Mit einem großen V8, vier angetriebenen Rädern und einem ausgeklügelten Fahrwerk kann man kaum etwas falsch machen. Wenn dann noch ein dreizackiger Stern und das ganze Drumherum dazukommen, und ein so geschichtsträchtiger Name wie Geländewagen, dann wird es richtig interessant, richtig schnell. Wirklich, wirklich schnell.

Egal wie man es betrachtet, der Mercedes-AMG G 63 des Jahres 2021 ist nicht der G-Wagen Ihres Großvaters. Mit 577 Pferdestärken und einem Drehmoment von 627 Pfund steht dieser große Geländewagen bereit und lässt den Jeep Wrangler Rubicon 392 wie einen überambitionierten Landwirtschaftsbetrieb aussehen.
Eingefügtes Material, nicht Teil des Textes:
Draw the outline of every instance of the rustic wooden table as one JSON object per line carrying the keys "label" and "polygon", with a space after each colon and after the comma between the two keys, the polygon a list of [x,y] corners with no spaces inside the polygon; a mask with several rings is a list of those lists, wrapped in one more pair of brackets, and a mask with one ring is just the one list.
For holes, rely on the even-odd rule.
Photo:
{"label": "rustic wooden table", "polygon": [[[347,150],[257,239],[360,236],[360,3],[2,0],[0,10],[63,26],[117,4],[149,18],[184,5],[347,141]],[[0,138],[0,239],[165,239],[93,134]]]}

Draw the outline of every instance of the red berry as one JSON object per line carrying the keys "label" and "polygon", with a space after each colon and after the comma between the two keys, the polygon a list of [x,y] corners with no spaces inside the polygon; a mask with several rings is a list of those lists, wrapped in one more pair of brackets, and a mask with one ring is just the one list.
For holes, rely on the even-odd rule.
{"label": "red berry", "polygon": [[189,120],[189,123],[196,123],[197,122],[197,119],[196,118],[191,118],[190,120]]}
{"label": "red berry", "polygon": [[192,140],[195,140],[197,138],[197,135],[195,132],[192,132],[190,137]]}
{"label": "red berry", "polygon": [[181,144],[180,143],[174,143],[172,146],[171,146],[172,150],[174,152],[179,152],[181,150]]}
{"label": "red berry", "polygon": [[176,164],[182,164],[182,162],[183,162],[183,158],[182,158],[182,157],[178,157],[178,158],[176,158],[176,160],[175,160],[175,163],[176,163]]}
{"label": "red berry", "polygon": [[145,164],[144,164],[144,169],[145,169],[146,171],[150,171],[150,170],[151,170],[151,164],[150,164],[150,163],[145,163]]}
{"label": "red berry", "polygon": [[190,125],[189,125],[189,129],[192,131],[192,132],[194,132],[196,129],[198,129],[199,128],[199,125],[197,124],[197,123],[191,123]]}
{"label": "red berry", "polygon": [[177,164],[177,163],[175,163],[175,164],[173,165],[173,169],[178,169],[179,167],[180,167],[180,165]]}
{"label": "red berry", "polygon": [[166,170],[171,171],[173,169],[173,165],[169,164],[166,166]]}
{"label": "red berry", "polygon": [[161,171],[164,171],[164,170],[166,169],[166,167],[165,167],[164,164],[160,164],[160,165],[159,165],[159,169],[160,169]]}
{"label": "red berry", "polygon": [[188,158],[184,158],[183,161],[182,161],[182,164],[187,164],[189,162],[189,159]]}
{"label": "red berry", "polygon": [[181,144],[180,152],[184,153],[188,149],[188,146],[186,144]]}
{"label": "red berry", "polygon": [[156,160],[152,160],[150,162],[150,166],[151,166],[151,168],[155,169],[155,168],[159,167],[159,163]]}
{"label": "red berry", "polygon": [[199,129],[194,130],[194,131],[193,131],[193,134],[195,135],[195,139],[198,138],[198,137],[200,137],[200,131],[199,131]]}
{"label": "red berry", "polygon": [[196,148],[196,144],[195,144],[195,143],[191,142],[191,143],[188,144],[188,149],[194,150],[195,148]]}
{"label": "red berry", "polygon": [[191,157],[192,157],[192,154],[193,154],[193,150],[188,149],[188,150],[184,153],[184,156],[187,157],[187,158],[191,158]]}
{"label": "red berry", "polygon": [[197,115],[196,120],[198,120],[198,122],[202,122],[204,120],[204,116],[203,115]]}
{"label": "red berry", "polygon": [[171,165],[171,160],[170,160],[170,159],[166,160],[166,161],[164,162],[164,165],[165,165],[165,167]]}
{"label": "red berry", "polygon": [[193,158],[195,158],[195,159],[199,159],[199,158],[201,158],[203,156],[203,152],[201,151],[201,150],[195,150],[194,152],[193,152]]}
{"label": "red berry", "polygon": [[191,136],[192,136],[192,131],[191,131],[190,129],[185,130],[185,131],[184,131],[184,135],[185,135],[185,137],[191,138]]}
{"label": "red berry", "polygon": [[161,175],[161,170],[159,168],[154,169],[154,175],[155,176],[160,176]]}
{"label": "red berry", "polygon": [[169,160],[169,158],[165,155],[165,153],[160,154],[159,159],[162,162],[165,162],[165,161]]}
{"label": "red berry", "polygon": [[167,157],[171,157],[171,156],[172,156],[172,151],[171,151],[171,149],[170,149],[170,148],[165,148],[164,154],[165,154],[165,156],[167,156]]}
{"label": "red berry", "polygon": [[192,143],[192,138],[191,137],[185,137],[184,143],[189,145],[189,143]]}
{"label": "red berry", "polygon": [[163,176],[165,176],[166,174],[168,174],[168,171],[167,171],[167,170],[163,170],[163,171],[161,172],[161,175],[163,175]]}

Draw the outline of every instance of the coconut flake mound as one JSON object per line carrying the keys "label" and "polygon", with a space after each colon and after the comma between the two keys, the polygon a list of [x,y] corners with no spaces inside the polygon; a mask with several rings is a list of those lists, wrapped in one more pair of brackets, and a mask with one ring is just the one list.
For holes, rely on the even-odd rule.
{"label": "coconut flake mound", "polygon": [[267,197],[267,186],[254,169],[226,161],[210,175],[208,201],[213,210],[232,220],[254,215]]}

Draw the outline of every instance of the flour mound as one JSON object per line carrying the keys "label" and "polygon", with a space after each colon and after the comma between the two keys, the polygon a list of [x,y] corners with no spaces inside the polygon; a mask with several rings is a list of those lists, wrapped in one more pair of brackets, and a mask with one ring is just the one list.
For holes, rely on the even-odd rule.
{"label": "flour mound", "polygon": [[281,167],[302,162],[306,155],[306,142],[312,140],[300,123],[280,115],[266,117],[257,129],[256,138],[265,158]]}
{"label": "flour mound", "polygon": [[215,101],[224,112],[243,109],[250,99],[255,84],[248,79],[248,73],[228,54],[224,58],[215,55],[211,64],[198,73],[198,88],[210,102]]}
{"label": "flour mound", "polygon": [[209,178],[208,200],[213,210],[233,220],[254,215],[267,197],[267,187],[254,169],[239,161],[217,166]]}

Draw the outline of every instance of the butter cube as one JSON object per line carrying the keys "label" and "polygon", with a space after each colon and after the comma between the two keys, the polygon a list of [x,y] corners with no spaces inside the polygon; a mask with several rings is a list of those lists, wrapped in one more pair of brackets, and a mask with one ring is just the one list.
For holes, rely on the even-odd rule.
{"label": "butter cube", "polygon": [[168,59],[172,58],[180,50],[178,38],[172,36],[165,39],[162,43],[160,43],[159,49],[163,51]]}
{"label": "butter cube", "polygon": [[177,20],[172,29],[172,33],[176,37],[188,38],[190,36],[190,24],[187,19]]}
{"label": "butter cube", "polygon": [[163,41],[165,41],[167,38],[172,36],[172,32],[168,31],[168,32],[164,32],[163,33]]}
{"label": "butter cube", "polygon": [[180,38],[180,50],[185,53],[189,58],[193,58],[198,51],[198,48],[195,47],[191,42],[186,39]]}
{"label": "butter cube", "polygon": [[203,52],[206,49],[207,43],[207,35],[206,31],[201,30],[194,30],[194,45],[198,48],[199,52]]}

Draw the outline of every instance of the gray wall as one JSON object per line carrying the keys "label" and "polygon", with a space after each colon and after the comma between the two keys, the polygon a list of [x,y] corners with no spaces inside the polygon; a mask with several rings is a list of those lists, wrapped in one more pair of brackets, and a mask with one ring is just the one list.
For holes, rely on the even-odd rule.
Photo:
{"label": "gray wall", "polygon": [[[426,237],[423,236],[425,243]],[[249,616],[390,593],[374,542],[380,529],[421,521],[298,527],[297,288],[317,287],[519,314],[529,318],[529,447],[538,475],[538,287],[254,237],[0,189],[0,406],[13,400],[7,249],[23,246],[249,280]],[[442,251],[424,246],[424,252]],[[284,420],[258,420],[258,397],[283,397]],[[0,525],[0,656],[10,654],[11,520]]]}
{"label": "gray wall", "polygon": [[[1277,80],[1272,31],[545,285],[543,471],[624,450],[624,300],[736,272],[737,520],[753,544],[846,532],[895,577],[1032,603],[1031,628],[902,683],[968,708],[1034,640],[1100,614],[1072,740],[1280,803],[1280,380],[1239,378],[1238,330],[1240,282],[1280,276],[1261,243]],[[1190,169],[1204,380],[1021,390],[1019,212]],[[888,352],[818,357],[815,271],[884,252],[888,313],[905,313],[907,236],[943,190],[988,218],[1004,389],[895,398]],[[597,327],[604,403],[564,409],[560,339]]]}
Diese Leistung wird über ein permanentes Allradsystem mit einer 40/60-Drehmomentverteilung zwischen Vorder- und Hinterachse und sperrbaren Mittel-, Vorder- und Hinterachsdifferenzialen auf den Boden gebracht. Wenn es wirklich hart auf hart kommt, ermöglicht das Zweigang-Verteilergetriebe einen Kriechgang im unteren Bereich.

Das ist ein spektakuläres Resümee für einen 4×4 mit Offroad-Ambitionen, aber in wahrer AMG-Spitzenklasse-Manier ist es die pure, ungefilterte Essenz des Overkills, die den Deal wirklich besiegelt. Mit einer offiziellen 0-60-Zeit von 4,4 Sekunden ist er zwar nur ein Zehntel schneller als der Wrangler 392, aber seine Höchstgeschwindigkeit von 137 mph (in dieser Konfiguration; 149 mph mit dem Driver’s Package) beschämt die auf 99 mph begrenzten Reifen des Jeeps.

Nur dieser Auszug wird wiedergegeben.